Extra-terrestrial Prot is not your typical alien - he's got an ironic sense of humour and a working knowledge of sci-fi cinema history.
"Don't worry," he tells New York psychiatrist Mark Powell (Jeff Bridges). "I'm not going to suddenly burst out of your chest."
As well as playfully taunting Powell with that shock scene from Alien, Prot (Kevin Spacey) is also proving a bit of an enigma for the seasoned shrink.
Picked up by the police at Grand Central Station, he has insisted from the off that he's not human despite displaying all the usual human characteristics.
Powell's met a lot of so-styled "aliens" before but they normally trip up following a persistent line of questioning about their background and "home planet".
But Prot is different. Each question and inquiry is parried lucidly and convincingly, leading Powell to label Prot the "most compelling delusionist" he has ever met.
Now, if you thought Robert Kilroy-Silk occupied that particularly rarefied position then think again.
A medical examination reveals that Prot has an unusual vulnerability to ultraviolet light but the real clincher comes when he's invited to reveal his knowledge of the universe.
In front of a panel of esteemed astronomers, he perfectly illustrates a solar system (his own) so many light years from earth that the watching experts are barely aware of it.
Powell speculates it could be the conclusion of an idiot savant but Prot's profile doesn't fit this convenient explaining away of a growing mystery.
As hel digs deeper it becomes increasingly clear that some terrible episode in Prot's history proves whether he is indeed from outer space or a particularly convincing fraud.
To fully succeed, this sort of other-worldy plotline has to have completely believable characters and a literate and intelligent script.
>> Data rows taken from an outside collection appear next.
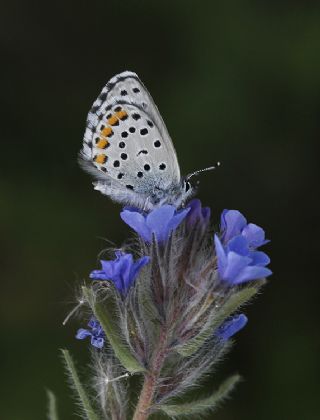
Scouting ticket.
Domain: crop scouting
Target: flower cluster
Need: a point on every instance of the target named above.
(175, 296)
(238, 259)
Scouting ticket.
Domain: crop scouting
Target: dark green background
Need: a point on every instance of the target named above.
(236, 81)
K-Pax is blessed with both. Spacey is thoroughly convincing as the visitor, at one extreme, supremely comfortable with his elevated intelligence while occasionally awkward with human social conventions.
Bridges excels as the initially sceptical psychiatrist whose professional interest in his patient turns into a real friendship as he is asked to question is own existence.
The denouement leaves as many questions as answers, which is as it should be in a movie which leaves the usual sci-fi malarkey lights years behind.